Thinking over this, with my eyes closed, a voice seemed to say to me, “Your knowledge is the knowledge of books; you gaze towards the truth but see it not. You do not concentrate your mind within yourself, but allow it to be distracted by external influences. Hence it is that you are deceived by the gnawing of a rat. A man may voluntarily destroy a priceless gem, and yet be unable to restrain his feelings over a broken cooking-pot. Another will bind a fierce tiger, and yet change colour at the sting of a bee. These words are your own; have you forgotten them?” At this I bent my head and laughed; and then, opening my eyes, I bade a servant bring pen and ink and commit the episode to writing.


THE PRINCE OF LITERATURE.

(See p. 113).

How has the simple and lowly one become a Teacher for all generations? Why has a single word of his become law for the whole world? Because he could place himself in harmony with Nature, and adapt himself to the eternal sequence of fulness and decay.

Life does not come to us without reason: it is not without reason that we lay it down. Hence, some have descended from the hills to live among us; others have joined the galaxy of the stars above.[1] The traditions of old lie not.
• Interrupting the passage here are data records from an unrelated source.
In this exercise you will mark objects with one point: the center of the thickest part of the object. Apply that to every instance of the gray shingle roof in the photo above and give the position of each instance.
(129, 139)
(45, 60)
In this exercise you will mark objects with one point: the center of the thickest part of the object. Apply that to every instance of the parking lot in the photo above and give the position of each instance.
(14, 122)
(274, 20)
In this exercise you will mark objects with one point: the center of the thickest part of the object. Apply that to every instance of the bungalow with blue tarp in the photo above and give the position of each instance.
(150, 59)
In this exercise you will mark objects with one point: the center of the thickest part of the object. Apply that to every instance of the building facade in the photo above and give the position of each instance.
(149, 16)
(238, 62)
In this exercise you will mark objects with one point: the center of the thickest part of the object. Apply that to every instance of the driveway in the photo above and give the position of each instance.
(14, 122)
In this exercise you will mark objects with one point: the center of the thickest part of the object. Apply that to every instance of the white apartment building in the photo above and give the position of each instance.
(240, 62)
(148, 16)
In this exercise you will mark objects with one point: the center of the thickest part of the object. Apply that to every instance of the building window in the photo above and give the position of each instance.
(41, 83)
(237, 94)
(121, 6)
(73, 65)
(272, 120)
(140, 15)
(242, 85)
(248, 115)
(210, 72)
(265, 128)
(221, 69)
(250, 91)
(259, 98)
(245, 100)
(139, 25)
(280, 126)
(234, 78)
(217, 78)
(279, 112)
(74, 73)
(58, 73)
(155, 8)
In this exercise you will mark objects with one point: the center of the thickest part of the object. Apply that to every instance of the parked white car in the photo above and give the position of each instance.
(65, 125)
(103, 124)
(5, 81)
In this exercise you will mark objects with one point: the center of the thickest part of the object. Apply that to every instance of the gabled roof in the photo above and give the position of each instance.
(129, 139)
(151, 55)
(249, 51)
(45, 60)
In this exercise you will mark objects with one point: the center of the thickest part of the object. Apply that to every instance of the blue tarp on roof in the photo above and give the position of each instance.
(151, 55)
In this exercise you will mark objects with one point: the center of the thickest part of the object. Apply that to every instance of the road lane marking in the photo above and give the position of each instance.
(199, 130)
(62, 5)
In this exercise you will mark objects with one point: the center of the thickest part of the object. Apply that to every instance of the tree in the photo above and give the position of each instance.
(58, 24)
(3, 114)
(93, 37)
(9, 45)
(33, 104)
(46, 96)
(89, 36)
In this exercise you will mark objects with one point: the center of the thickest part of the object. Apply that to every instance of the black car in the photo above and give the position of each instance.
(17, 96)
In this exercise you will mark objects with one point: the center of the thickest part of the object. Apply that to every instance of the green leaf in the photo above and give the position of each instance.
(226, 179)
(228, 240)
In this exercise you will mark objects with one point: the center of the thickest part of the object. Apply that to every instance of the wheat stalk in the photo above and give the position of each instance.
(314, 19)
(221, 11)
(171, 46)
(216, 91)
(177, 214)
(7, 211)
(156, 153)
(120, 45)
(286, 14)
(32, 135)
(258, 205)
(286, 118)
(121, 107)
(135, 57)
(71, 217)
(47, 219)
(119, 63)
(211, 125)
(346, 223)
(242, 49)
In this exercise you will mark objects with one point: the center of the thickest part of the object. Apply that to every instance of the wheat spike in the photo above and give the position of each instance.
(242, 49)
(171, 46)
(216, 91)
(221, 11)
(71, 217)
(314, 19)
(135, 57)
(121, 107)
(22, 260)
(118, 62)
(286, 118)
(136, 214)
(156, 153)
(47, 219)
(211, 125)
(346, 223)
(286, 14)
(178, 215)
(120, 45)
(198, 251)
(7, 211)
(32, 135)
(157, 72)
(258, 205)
Mencius said, “I am able to nourish my divine spirit.”[2] That spirit may lodge in a specified area; but its volume fills all space. For him who possesses it, the honours of princes and kings,


  1. Two mythological allusions.
  2. Dr. Legge, in his translation of Mencius, renders this term by “vast, flowing, passion-nature.” It is, in fact, untranslatable; but what is meant may be easily understood from Wên T‘ien-hsiang’s splendid poem, headed Divinæ Particulam Auræ. See p. 201.